Wednesday, May 29, 2013
5 Problems You Won't Have Post-Wedding
Last weekend fulfilled the second of my trio of summer weddings. I’m sure it’s just a newlywed thing, but every wedding seems to spur some type of memory from your own ceremony. Unless you are Justin who— judging by his questions at their wedding reception—apparently suffers from wedding day amnesia. It seems to run rampant in males I hear.
While I look upon other people’s ceremonies with very fond memories, there’s still that part of me that is irrevocably relieved that I will never have to do that again.
Welcome to your world post-wedding:
· The next time people stand up and share embarrassing stories about you, you will be dead and won’t have to hear it. In old Irish tradition, friends and family would tell mortifying stories about the bride and groom in an attempt to test the strength of their potential union. She sucked her thumb until she was 14. He wet the bed once in college. Still want to walk down the aisle with Miss I-Have-A-Weird-Birthmark? Ok, so I made the whole Irish tradition part up. But say hello to your new, story-free life.
· You don’t ever have to pretend to be the Queen of England on an invite ever again. I listed Justin’s parents on the invitation despite its deviation from wedding etiquette. I was watching my back for the crew of “The Knot” to whisk me away to bridal prison, but it never happened. Couples with divorced parents, remarried parents, a dad who now wants to go by Roberta instead of Robert, rejoice! You can invite them down to the BBQ on Facebook without adding that it’s at “two o’clock in the afternoon.”

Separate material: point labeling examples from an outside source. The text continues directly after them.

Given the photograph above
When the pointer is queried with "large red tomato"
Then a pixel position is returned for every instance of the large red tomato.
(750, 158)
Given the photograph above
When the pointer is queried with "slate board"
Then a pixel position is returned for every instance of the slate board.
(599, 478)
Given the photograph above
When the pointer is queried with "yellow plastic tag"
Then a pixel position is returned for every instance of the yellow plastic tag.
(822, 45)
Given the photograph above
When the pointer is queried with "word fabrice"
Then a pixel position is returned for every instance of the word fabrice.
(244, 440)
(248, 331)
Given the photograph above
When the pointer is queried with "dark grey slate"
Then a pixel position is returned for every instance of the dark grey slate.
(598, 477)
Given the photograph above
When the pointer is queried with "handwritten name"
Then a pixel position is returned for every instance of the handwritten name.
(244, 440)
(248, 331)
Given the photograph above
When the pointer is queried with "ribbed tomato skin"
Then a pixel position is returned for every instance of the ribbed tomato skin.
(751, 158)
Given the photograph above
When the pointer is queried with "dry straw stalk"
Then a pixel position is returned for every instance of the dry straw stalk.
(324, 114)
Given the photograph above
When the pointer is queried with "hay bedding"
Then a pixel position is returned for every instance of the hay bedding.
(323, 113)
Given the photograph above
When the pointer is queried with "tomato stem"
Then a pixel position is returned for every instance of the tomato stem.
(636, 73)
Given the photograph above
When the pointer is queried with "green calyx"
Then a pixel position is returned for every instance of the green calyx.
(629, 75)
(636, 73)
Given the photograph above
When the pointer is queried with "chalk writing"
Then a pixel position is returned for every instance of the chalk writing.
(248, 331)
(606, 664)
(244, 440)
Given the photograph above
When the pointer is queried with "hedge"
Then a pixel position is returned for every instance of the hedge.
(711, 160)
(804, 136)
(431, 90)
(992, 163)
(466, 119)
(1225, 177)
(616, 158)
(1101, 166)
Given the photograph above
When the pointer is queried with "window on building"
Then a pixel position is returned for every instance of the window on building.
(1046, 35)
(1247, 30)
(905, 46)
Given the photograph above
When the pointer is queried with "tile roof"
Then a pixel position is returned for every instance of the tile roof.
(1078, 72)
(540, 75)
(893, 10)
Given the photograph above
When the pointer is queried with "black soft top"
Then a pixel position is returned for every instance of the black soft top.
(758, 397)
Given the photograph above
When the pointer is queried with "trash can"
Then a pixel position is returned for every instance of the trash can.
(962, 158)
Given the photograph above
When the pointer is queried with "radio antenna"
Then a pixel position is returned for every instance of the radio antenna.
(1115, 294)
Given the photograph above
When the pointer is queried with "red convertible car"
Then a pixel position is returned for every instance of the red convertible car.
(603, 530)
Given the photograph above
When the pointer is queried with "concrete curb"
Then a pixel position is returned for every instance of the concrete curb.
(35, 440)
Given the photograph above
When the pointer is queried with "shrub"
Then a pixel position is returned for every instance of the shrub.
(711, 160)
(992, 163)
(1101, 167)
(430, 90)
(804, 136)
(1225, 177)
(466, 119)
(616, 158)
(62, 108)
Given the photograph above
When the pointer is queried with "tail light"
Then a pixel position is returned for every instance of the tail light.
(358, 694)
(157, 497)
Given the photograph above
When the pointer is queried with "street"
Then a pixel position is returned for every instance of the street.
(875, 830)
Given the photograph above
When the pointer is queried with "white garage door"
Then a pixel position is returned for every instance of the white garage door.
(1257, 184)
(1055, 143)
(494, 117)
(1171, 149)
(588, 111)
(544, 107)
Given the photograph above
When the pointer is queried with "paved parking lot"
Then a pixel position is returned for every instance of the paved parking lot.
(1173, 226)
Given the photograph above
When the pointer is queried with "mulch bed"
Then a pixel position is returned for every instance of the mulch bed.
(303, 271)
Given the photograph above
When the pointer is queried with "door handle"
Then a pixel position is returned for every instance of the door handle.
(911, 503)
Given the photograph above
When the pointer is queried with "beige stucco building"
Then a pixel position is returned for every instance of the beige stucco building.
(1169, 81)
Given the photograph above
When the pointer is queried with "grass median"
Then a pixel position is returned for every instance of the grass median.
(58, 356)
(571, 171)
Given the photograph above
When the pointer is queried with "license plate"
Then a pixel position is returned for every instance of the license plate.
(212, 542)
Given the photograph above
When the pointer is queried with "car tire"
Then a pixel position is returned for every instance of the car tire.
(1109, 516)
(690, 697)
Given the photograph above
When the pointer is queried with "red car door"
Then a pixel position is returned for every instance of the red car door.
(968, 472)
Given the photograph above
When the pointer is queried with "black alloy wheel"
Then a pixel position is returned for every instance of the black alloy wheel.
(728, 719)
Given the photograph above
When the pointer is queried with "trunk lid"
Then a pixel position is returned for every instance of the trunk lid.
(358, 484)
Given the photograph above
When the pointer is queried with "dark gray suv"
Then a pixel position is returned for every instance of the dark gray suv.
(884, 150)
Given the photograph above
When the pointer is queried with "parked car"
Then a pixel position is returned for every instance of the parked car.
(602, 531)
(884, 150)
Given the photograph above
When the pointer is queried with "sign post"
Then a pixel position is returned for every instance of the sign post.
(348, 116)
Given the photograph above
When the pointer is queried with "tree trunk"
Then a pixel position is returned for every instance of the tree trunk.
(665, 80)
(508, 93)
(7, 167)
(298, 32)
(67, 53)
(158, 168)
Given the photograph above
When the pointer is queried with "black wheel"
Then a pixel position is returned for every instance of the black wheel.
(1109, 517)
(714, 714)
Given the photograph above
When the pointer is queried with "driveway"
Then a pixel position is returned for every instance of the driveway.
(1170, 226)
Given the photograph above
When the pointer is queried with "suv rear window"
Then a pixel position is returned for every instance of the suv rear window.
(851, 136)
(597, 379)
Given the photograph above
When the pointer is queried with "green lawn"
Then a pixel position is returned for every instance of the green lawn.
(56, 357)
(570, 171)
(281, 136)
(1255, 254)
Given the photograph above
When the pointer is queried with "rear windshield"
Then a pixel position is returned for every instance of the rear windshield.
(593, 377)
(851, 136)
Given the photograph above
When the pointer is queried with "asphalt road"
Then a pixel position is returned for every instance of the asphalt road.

· People will rarely try to get you to panic about mundane things. There’s always that one girl. She’s like a Fox News reporter on Red Bull. “The flowers didn’t bloom!” “It’s raining!” “The caterer dropped the ham on the floor.” “The cake is melting!” “The preacher is late!” “One of the groomsmen just tried on his tux for the first time and he looks like Paul Bunyan in munchkin pants.” In weddings, these people are rewarded for their bravery. In real life, they are usually punched in the face.
· The next time a four-year-old dressed like Little Bo Peep tries to ruin your day, you will be the rightful parent who can spank her in the church bathroom. But alas, she is your flower girl. And despite the fact that she has lifted her dress above her head in front of all of your guests, you are to play it cool and hope your photographer has the latest Photoshop.
· No more awkward photos. Justin and I don’t make a habit of lying on a quilt with a banjo and an old camera. We don’t stare at each other from opposite sides of a giant oak tree. It’s been over a year now and he hasn’t had to carry me while simultaneously grinning one time. Enjoy your new life of iPhone selfies.
I’ve heard that some brides get post-wedding blues. It’s like after a year of cake testing, you realize your cake has already been eaten by all your relatives and you didn’t get a piece. I get it. But just think of all the stresses you will never have to endure again. And when you do, you will gladly trade in the taffeta for some cartoon-print pajama pants.